While I find the methodology he uses to show it wildly problematic1, I agree with his point that crime really sucks. Even if a burglar only causes $400 worth of damage, I’d pay far more than $400 to prevent a burglary — the loss of privacy, the sense of violation, the disruption of my normal order, the distraction of having to deal with police and repairmen and insurance agents, etc. all add up to make burglary a nightmare well above the direct economic damage it causes.

Such things are a frustration for white suburbanites, but for poor people stuck in the ghetto, they’re a nightmare. Crime is yet another disadvantage and a particularly noxious one at that. Even aside from all the other indignities suffered by the poor, just imagining life in a crime-ridden neighborhood is enough to make your skin crawl.

How can we have less crime with less punishment?

The first thing to notice is that low-crime is an equilibrium state: if nobody is committing any crimes, all anti-crime resources can be focused on anyone who decides to break the law, making it irrational for them to even try. But high-crime is also an equilibrium (assuming reasonable levels of punishment): if everyone is breaking the law, the police can’t possibly stop all of them, so it’s not so risky to keep on breaking the law.

To reduce both crime and punishment, you just need to tip the society from one equilibrium to the other. And, Kleiman argues, we can do that with a technique he calls “dynamic concentration.” Imagine there are three robbers (Alice, Bob, and Carol) and one policeman (Eve). Eve can only stop one robber at a crime, so if more than one person is committing a burglary at the same time, she decides to be fair and switch around who she arrests — sometimes she nabs Alice, sometimes Bob, sometimes Carol.

The problem is that the robbers know this and they know it means they only have a 1/3 chance of getting caught. A guaranteed arrest is bad news, but a 1/3 chance of getting arrested isn’t worth quitting over.

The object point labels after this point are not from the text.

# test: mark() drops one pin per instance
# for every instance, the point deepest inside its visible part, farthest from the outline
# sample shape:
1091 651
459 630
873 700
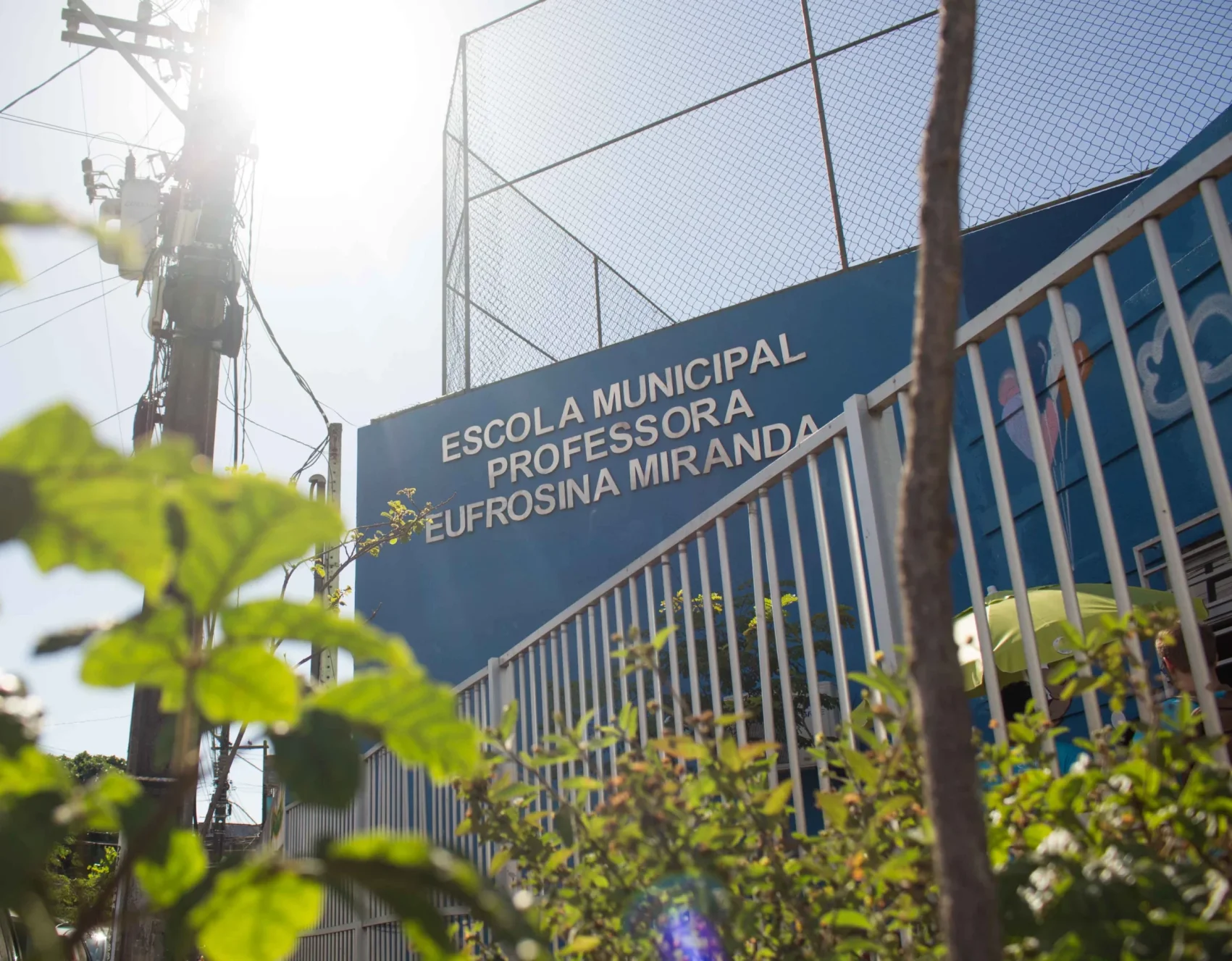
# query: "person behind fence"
1174 657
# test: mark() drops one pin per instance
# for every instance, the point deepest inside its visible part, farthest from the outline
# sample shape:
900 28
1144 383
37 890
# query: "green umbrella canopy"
1047 614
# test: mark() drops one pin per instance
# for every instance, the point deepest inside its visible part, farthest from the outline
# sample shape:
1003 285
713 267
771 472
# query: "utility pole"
204 317
324 660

So the robbers keep on robbing and the cop keeps failing to keep up with them.

But now imagine Eve adopts a new policy: dynamic concentration. Instead of randomly deciding who to go after, she goes after people in alphabetical order. So if Alice is committing a crime, Eve always goes after her first if she’s committing a crime — otherwise Bob, and then Carol. Now Alice knows that if she robs someone, she’s guaranteed to get caught (instead of just having a one-third chance), so she decides to sit this one out. You might think this would just lead Bob to step into the breach, but now that Alice is out, Eve can turn her focus to Bob instead. So Bob also decides to call it quits. That just leaves Carol, who Eve now gets to watch like a hawk, and so Carol also gives up the game. And there you have it: dynamic concentration stops all the crime without adding any more police.

Obviously things aren’t so clean in the real world, but I think this is the first game-theoretic argument I’ve read that seems to have some real force. Kleiman backs it up with some messier simulations and some real-life examples. Unfortunately, most are stories about cracking down on drugs or other unserious crimes like squeegee men, but the general point seems to work.